Jeep Cherokee 2.2 Multijet 195 2 WD (2018)
Moins futuriste qu'auparavant, la face avant du Cherokee restylé, désormais plus verticale, correspond mieux à l'idée que l'on se fait d'une Jeep. Les tarifs démarrent à 36 450 € pour la version diesel de 150 ch à deux roues motrices.

La première Jeep conçue depuis le rachat par Fiat a entrepris début 2018 une remise en forme substantielle esthétique et mécanique.
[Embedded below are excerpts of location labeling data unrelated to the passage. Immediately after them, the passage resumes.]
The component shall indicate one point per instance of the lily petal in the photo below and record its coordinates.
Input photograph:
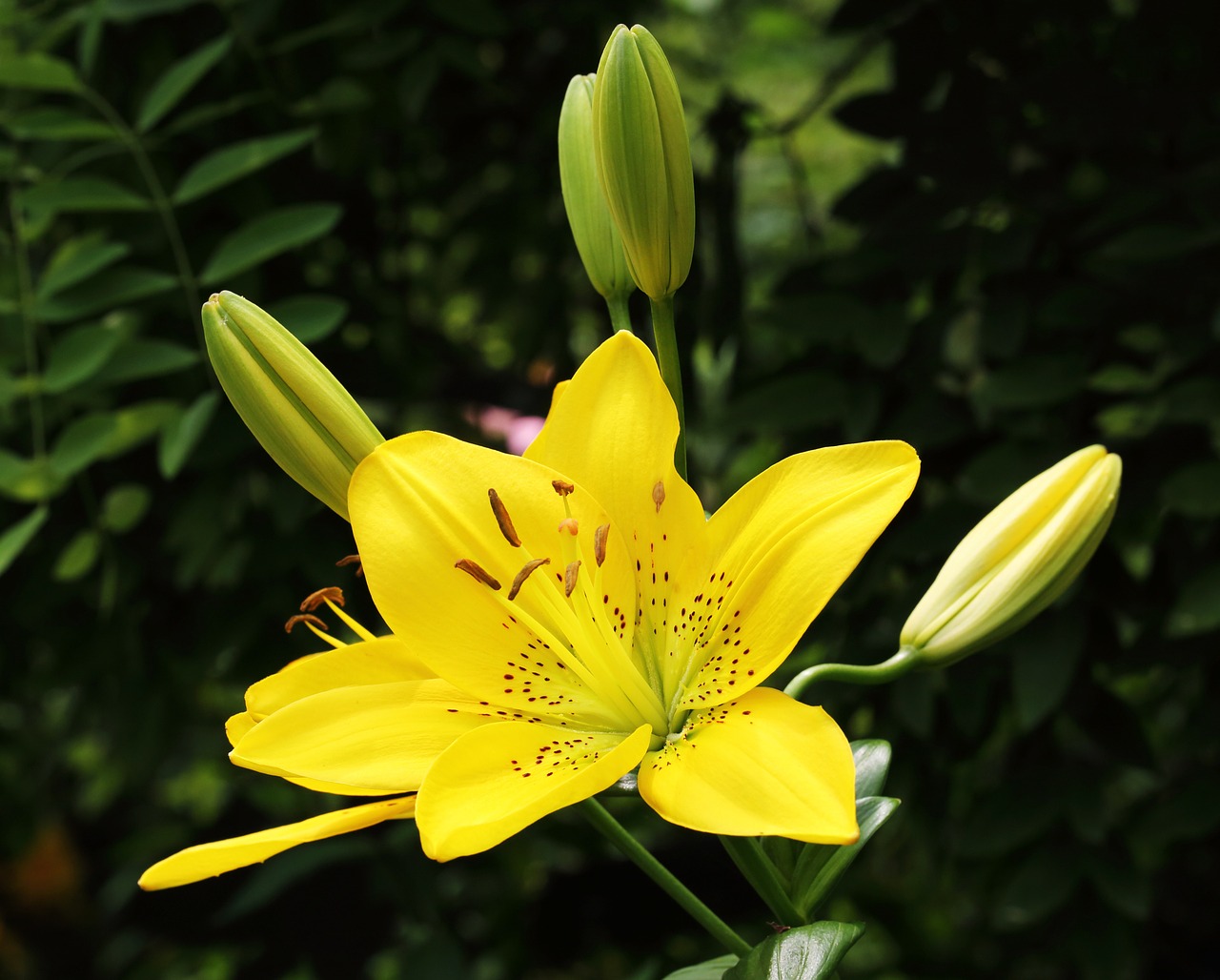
(210, 859)
(370, 739)
(496, 781)
(780, 548)
(762, 765)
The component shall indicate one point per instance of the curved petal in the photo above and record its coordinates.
(780, 548)
(371, 739)
(493, 783)
(210, 859)
(762, 765)
(382, 661)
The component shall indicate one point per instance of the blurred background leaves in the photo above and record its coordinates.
(989, 230)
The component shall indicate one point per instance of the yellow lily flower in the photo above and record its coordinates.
(564, 618)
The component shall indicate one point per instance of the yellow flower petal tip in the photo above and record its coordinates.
(1016, 561)
(295, 408)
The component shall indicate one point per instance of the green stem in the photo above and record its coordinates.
(891, 670)
(671, 369)
(763, 876)
(620, 316)
(621, 837)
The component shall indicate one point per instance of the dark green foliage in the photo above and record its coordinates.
(991, 230)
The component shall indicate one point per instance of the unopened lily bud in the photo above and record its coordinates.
(597, 238)
(1016, 561)
(296, 410)
(643, 153)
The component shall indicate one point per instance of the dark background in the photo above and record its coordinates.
(992, 230)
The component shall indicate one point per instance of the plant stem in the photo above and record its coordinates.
(620, 316)
(891, 670)
(763, 876)
(671, 369)
(620, 837)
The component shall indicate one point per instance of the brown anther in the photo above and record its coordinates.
(570, 578)
(316, 598)
(305, 618)
(600, 543)
(659, 496)
(476, 571)
(503, 519)
(519, 580)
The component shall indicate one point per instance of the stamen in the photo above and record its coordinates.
(600, 543)
(316, 598)
(503, 519)
(308, 619)
(570, 578)
(519, 580)
(475, 571)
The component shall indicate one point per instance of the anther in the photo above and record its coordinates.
(659, 496)
(519, 580)
(316, 598)
(570, 578)
(476, 571)
(503, 519)
(600, 543)
(305, 618)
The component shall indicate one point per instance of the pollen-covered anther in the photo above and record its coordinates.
(305, 618)
(570, 578)
(519, 579)
(503, 519)
(600, 543)
(316, 598)
(478, 573)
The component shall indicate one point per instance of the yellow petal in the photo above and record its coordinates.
(212, 859)
(382, 661)
(762, 765)
(781, 547)
(370, 739)
(498, 780)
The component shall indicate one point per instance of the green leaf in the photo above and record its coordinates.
(78, 356)
(181, 436)
(177, 81)
(78, 557)
(15, 539)
(310, 317)
(809, 952)
(230, 164)
(77, 260)
(35, 71)
(123, 508)
(269, 235)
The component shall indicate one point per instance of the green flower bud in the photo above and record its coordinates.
(644, 159)
(597, 238)
(1016, 561)
(293, 405)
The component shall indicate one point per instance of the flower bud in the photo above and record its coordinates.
(597, 238)
(644, 159)
(1016, 561)
(293, 405)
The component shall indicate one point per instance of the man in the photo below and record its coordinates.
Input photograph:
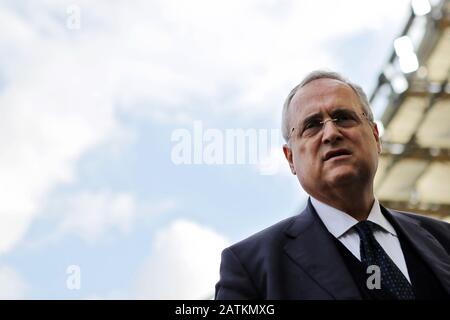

Elle arrive enfin en France, mais ne suffit pas à remettre le Cherokee au niveau d'un segment qui a fait le plein de nouveautés.

Voiture à l'essai : Jeep Cherokee 2.2 Multijet 195 2WD

  • Moteur Diesel | Puissance : 195 ch
  • Lancement : septembre 2018
À partir de
39 950 €
4 253 € de malus

Page 1Essai Jeep Cherokee 2018 : notre avis sur la Jeep Cherokee restylée 

Pour la marque Jeep, le rachat de Chrysler par Fiat a été une petite révolution. Le groupe italien lui a en effet permis de surfer enfin sur la vague des SUV, ce qu’elle avait eu le plus grand mal à faire jusque-là malgré sa légitimité en matière de 4x4. L’histoire a commencé avec le Cherokee en 2013. Construit sur une plateforme modifiée d’Alfa Romeo Giulietta, ce modèle a introduit de nombreuses nouveautés à commencer par le moteur transversal et la disponibilité d’une transmission deux roues motrices.

Jeep Cherokee 2.2 Multijet 195 2 WD (2018)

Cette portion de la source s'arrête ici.